天然の抗酸化物質、イチョウ葉エキス!

I. はじめに

導入

イチョウ葉エキスイチョウの葉から抽出された天然の活性物質です。主な成分はフラボノイドとギンコラクトンです。特定のPAF(血小板活性化因子)受容体拮抗薬です。その薬理作用には、脳循環と細胞代謝の改善、赤血球スーパーオキシドジスムターゼ(SOD)とグルタチオンペルオキシダーゼ(GSH-px)の活性の増加、細胞膜過酸化脂質(MDA)の産生の減少、フリーラジカルの除去、心筋細胞と血管内皮細胞への損傷の防止、血小板PAFによって引き起こされる血小板凝集、微小血栓症、脂質代謝障害の選択的拮抗、心臓の冠状循環の改善と虚血性心筋の保護、赤血球の変形能の増加、血液粘度の低下、微小循環障害の除去などがあります。トロンボキサン(TXA2)の合成を阻害し、血管内皮細胞からのプロスタグランジンPGI2の放出を促進する。

植物由来

イチョウ葉エキスは、イチョウ科の植物であるイチョウ(Ginkgo biloba L.)の葉です。そのエキス(EGB)は様々な健康効果を持ち、食品や化粧品に広く利用されています。イチョウ葉の化学組成は非常に複雑で、140種類以上の化合物が分離されています。
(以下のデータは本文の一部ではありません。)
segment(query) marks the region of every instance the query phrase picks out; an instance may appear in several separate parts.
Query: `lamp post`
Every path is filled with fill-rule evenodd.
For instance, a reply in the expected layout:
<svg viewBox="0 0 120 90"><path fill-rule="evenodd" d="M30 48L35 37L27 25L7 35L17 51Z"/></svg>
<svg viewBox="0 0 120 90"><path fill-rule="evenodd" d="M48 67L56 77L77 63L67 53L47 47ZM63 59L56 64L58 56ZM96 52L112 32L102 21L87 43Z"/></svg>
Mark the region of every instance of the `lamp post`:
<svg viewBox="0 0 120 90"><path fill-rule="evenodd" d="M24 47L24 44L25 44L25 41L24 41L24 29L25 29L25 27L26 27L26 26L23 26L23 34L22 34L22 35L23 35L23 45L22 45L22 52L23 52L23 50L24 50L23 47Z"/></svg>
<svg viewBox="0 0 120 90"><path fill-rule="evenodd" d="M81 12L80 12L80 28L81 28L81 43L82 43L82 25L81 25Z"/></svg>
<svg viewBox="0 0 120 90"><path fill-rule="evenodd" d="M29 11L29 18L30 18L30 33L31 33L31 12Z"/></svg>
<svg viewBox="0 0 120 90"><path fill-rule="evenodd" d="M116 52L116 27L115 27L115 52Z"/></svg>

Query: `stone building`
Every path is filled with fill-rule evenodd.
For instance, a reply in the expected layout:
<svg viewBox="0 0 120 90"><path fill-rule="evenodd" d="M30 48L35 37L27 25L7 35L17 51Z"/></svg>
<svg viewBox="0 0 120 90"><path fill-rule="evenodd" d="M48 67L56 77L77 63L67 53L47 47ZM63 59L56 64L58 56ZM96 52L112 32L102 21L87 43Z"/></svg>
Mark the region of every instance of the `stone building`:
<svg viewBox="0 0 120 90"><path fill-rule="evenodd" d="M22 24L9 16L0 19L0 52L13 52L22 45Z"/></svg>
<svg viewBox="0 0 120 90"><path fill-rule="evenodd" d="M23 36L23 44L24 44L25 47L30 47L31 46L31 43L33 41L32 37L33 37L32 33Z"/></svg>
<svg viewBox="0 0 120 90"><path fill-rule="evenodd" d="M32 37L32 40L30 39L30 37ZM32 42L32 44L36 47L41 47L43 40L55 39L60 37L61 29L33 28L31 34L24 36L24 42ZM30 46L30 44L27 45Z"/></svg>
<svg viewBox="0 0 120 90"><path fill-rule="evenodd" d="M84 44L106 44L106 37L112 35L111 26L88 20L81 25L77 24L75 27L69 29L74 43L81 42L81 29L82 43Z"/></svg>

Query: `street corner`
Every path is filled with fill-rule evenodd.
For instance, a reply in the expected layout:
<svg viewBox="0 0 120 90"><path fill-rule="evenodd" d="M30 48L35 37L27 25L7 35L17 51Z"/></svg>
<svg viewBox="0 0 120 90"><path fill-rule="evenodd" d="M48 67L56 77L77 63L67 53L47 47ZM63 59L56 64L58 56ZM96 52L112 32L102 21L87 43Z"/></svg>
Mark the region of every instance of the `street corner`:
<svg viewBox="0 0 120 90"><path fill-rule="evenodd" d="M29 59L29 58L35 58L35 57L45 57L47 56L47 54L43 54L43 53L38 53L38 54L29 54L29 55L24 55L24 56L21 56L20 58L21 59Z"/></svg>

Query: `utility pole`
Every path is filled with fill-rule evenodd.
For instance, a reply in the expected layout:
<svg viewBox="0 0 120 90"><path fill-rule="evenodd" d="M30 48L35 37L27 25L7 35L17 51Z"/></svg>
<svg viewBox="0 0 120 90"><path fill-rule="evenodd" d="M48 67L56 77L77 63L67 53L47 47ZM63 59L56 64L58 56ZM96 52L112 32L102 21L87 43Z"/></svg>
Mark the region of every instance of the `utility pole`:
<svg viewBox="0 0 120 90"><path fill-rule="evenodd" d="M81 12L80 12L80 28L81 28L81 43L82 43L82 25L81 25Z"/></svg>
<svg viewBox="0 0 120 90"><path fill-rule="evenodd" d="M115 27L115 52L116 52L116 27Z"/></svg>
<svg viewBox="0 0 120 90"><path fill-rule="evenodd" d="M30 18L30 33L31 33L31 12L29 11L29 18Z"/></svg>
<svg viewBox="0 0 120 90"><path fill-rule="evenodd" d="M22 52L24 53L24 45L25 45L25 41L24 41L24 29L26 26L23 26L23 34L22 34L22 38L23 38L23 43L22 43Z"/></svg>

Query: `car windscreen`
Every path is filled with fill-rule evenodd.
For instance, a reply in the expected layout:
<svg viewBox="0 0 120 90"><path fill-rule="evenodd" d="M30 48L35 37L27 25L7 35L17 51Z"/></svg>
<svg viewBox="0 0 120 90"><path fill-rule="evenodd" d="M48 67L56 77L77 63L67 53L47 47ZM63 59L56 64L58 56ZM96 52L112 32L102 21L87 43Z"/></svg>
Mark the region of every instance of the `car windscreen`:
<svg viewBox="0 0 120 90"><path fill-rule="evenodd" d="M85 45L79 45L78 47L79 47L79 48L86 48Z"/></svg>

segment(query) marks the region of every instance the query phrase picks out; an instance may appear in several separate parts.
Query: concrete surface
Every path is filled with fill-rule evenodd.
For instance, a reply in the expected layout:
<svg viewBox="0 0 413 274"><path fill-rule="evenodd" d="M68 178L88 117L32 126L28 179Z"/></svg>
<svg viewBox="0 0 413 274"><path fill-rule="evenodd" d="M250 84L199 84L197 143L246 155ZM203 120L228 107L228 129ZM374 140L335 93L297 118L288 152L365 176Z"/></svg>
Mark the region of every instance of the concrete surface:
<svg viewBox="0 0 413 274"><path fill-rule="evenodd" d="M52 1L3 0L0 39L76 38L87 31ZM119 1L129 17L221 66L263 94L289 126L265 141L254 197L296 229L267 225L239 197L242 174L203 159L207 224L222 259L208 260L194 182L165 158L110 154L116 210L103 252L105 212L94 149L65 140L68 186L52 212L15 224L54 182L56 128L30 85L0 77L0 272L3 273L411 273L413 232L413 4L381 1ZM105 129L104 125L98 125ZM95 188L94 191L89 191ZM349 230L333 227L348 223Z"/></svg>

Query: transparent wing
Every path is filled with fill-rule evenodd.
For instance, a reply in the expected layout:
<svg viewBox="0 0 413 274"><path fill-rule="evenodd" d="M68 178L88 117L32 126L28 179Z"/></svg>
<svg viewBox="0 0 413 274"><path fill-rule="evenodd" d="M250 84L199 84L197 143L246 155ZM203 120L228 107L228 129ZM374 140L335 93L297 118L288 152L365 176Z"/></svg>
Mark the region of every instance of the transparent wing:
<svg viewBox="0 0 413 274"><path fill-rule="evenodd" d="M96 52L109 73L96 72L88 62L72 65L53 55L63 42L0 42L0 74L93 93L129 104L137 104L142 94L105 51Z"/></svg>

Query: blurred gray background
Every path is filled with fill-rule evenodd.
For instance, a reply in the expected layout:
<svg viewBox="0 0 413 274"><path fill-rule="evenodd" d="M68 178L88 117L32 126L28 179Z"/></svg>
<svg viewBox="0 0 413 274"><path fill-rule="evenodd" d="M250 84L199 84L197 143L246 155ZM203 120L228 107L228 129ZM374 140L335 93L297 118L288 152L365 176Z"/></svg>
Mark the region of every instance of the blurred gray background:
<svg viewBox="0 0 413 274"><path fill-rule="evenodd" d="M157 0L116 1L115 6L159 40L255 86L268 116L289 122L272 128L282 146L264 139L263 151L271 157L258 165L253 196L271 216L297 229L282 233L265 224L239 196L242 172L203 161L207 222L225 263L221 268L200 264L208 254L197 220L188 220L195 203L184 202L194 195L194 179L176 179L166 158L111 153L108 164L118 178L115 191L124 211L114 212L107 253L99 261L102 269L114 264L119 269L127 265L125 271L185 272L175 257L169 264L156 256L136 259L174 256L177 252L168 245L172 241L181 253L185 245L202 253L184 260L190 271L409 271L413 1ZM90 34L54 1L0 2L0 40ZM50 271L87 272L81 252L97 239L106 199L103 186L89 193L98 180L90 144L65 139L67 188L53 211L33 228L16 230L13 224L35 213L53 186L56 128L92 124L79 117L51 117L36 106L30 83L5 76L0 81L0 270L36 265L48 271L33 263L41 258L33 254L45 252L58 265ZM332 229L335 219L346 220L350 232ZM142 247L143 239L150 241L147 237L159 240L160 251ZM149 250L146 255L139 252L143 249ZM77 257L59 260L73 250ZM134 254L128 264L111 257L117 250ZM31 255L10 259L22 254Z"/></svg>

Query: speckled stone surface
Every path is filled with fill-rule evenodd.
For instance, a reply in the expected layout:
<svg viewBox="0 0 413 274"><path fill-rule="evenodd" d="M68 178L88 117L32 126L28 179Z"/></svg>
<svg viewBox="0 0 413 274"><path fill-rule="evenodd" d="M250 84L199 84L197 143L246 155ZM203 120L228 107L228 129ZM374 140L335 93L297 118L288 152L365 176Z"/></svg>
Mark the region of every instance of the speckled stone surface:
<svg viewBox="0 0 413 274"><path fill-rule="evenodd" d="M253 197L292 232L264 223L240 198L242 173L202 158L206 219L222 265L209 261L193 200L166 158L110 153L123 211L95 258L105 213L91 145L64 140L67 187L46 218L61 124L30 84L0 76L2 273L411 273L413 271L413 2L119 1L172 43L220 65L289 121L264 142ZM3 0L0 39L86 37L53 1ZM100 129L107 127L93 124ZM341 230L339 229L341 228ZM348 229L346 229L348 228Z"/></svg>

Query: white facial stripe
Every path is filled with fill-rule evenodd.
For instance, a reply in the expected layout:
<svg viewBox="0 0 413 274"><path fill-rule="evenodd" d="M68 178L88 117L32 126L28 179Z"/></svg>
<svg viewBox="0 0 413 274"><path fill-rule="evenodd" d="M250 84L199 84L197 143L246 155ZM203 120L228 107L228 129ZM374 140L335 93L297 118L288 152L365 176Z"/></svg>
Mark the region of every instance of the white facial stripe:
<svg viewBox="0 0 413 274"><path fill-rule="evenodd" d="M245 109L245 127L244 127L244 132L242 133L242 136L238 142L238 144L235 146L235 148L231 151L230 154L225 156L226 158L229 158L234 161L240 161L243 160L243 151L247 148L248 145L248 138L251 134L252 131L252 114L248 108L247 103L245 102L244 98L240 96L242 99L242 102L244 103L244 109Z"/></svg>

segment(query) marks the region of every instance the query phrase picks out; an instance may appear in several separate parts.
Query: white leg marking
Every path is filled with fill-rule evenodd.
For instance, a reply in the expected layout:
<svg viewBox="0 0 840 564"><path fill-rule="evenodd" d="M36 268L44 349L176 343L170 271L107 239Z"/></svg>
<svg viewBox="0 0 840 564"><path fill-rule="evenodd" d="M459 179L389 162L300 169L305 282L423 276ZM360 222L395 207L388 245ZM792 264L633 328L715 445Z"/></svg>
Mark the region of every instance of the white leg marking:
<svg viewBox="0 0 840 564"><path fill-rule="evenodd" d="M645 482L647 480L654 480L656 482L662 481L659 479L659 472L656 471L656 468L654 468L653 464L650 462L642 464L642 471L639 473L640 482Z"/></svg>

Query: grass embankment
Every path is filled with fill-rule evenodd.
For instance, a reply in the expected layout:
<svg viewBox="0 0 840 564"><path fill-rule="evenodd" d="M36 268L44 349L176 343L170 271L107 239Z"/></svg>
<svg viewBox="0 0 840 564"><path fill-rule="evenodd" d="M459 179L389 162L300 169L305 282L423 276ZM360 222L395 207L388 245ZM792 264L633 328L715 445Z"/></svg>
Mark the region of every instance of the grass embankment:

フラボノイドとテルペンラクトンは、イチョウ葉の主要な有効成分です。さらに、ポリプレノール、有機酸、多糖類、アミノ酸、フェノール類、微量元素なども含まれています。不完全な統計によると、現在の国際標準イチョウ葉エキスは、ドイツのシュワーベ社が特許を取得した製法で製造されたEGb761です。これは茶黄色の粉末で、イチョウ葉特有のほのかな香りがします。化学組成は、フラボノイド24%、テルペンラクトン6%、ギンコ酸0.0005%未満、プロアントシアニジン7.0%、カルボン酸13.0%、カテキン2.0%、非フラボノイド配糖体20%、ポリマー化合物4.0%、無機物5.0%、水分・溶剤3.0%、その他3.0%です。

抗酸化特性とメカニズム

イチョウ葉エキスは、脂質フリーラジカル、脂質過酸化フリーラジカル、アルカンフリーラジカルなどを直接除去し、フリーラジカル連鎖反応を終結させることができます。同時に、スーパーオキシドジスムターゼやグルタチオンペルオキシダーゼなどの抗酸化酵素の活性を調節・向上させることもできます。イチョウ葉エキスに含まれるフラボノイドの抗酸化作用はビタミン類を凌駕し、試験管内では抗フリーラジカル攻撃作用を示します。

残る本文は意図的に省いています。